It sounds complex, but you soon get used to it. I suggest just uploading the image as an attachment to start with.

Re just powering up the charger, I'm pretty sure it wants to see CAN messages before any charging happens. Others will have the details on that, hopefully. For some reason, the manufacturers don't make their products DIY friendly!


----------



## miscrms (Sep 25, 2013)

zepol_wube said:


> Rob, the link to me to a generic Nissan parts search page, did you have your link to a more direct table? If not, what did you search on to get to the table you speak of?


Its a confusing page, sorry. Try scrolling down and looking at the bottom right frame. It should have a list of 2013 S trim compatible chargers as you scroll to the right in that frame.

If that's not working try searching "Power Delivery Module". That's their name for the new combined charger and dcjb on the 2013+. In addition to the 4 different versions 3kW / 6kW and QC / no QC there are multiple revisions of each by year and within each model year, so it gets pretty confusing. If you have a specific part number you should be able to just search that too.


----------



## miscrms (Sep 25, 2013)

The Leaf OBC is controlled by the VCM via CAN. It's basically a dumb charger, as I recall it reports connection status on the charge port to the VCM, which then tells it what power level to charge at based on the BMS data. In a way that could be good for re-use, as there is no hardcoded charge profile in there. But it does mean you need an external controller. There may also be some sequencing you have to figure out in terms of closing charge relays at the right time, etc to keep it from throwing a fault.

I don't know specifically of anyone that's demonstrated one outside a Leaf, but there is a decent amount of info on the system in the Leaf factory service manual (can be found for free download from one of the Nissan Club sites) and folks over at MyNissanLeaf.com have figured out at least some of the likely CAN messages. Some of the CAN messages are different though, and I'm not sure the 2013+ has been documented as well.

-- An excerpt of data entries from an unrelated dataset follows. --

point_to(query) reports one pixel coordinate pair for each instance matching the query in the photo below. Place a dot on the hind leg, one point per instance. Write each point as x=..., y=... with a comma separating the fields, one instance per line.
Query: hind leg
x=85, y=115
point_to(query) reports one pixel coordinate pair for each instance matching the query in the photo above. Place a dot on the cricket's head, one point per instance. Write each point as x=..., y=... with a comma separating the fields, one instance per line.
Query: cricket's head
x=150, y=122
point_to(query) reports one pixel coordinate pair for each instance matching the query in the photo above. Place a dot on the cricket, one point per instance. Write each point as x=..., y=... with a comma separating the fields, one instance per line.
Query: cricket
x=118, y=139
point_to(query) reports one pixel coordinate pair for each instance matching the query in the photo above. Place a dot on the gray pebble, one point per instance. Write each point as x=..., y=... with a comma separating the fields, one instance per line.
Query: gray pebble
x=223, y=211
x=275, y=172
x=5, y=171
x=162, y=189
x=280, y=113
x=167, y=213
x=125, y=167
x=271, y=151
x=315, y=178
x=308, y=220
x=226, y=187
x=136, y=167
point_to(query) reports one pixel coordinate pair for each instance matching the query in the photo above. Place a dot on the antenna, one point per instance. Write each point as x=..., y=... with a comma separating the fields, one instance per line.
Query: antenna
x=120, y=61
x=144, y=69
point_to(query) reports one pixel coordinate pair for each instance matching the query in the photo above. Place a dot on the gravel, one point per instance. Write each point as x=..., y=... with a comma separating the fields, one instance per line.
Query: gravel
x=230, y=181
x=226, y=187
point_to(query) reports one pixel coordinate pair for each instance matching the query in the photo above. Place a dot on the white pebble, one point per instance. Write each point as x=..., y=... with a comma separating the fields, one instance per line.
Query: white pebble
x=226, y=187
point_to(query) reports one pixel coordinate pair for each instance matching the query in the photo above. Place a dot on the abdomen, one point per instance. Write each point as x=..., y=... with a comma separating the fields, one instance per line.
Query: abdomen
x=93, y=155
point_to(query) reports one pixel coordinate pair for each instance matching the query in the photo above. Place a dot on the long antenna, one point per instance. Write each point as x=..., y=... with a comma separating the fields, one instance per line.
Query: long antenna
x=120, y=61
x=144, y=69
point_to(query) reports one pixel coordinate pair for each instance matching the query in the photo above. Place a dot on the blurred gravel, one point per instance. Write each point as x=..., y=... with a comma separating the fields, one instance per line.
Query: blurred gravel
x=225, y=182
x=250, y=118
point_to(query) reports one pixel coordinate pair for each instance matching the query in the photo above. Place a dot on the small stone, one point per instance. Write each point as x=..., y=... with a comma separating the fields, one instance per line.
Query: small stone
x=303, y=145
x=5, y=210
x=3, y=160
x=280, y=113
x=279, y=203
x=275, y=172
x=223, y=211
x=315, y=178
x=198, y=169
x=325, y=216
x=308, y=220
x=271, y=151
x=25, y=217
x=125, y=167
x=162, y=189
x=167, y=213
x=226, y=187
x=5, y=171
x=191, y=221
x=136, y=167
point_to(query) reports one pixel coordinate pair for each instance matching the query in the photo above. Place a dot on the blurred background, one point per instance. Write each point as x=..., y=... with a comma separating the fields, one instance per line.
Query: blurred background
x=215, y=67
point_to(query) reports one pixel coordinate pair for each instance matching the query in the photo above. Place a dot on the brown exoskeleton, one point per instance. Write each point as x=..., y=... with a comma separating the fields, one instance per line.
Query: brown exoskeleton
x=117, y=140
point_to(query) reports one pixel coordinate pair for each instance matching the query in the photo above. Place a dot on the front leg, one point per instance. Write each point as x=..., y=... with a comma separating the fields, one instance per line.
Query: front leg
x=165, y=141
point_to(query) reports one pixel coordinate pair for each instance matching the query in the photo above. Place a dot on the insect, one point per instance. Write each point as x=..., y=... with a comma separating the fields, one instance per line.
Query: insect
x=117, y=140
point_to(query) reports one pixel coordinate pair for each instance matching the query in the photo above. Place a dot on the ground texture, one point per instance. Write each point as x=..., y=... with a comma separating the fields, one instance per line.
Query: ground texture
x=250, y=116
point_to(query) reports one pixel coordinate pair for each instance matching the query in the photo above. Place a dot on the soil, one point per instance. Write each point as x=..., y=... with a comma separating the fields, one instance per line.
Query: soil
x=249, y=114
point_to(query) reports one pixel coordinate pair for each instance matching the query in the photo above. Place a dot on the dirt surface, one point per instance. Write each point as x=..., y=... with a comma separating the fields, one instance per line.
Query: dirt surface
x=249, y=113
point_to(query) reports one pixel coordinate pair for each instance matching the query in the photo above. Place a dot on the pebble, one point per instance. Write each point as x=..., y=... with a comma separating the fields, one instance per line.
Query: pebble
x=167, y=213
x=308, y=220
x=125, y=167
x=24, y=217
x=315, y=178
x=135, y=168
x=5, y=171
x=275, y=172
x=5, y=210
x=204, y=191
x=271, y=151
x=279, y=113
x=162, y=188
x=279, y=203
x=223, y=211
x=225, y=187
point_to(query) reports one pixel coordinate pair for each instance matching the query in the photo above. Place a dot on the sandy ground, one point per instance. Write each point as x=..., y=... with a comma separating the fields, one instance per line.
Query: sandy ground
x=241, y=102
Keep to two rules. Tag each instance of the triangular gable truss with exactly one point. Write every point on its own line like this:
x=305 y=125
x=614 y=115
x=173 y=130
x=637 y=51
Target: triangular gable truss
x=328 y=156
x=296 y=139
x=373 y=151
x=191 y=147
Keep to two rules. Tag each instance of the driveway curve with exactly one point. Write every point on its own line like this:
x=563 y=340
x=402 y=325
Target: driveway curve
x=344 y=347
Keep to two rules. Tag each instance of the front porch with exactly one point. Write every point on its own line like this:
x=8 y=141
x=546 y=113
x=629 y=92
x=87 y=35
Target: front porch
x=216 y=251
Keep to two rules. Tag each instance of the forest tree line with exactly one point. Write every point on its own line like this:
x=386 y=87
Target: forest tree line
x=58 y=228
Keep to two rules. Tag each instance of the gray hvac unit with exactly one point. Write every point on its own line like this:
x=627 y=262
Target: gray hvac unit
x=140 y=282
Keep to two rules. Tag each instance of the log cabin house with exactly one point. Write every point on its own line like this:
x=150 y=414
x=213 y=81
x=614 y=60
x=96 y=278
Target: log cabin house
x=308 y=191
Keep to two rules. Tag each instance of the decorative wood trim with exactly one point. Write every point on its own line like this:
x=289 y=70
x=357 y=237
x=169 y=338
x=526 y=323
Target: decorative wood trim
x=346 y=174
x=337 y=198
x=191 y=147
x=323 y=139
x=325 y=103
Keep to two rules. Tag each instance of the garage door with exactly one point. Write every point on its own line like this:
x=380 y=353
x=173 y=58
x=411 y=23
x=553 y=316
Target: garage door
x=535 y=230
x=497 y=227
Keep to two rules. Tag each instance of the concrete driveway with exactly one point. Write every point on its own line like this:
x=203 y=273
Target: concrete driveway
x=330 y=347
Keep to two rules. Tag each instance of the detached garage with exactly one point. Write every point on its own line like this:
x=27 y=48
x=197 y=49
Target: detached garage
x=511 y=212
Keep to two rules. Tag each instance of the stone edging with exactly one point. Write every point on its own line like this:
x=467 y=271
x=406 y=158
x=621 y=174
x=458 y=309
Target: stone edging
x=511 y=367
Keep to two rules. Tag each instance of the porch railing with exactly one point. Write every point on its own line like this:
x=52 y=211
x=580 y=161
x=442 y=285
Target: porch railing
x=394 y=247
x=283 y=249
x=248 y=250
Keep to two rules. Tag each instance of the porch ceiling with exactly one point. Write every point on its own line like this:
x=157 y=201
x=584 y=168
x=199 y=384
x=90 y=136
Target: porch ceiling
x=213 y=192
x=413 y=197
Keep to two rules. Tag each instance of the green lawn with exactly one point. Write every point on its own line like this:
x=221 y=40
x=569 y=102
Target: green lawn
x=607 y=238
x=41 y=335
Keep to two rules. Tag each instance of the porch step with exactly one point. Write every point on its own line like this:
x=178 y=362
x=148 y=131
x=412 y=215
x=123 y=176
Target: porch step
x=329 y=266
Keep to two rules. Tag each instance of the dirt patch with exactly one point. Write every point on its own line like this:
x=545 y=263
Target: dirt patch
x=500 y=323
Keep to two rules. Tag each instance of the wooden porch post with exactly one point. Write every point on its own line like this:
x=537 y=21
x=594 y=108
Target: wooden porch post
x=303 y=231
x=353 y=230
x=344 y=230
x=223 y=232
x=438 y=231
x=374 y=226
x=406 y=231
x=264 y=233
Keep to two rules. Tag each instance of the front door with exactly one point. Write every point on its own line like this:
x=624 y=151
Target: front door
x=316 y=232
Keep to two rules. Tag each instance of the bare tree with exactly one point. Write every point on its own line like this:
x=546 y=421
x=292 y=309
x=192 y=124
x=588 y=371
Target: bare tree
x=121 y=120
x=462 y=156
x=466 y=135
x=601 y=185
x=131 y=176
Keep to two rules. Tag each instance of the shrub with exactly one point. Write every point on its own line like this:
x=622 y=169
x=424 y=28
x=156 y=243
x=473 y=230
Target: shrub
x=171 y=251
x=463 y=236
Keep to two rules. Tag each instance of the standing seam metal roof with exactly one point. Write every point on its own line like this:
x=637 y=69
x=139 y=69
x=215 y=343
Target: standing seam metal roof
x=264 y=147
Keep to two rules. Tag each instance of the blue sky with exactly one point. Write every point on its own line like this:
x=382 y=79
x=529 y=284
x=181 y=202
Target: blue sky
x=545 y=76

If anyone knows of one that's been used with external control I'd love to know about it. Eventually I'd like to experiment with adding a second 3kW to my 2012 system, or upgrading to a 2013+ 6kW. I actually have a 2013 6kW one from a junkyard, but its pretty beat up. 

Rob


----------



## rgjones (Nov 22, 2016)

Pinging this thread.
Looking for any 6KW+ single charger to upgrade a custom EV ('85 Doka)
Currently using dual Currentways but there are issues and no support and spares hard to find. Also prefer a single charge rather than multiple.

Happy to help with controller SW - familiar with CANbus control SW development.

I've looked at Tesla Gen2 with Damien's controller and might go that route. But also interested in other common scrap yard 6KW+ OBCs such as Leaf, Bolt, I3, 2019 Volt etc.

PS to moderators, suggestion: please split out a thread specifically for charger discussions from this busy battery+charger thread.


----------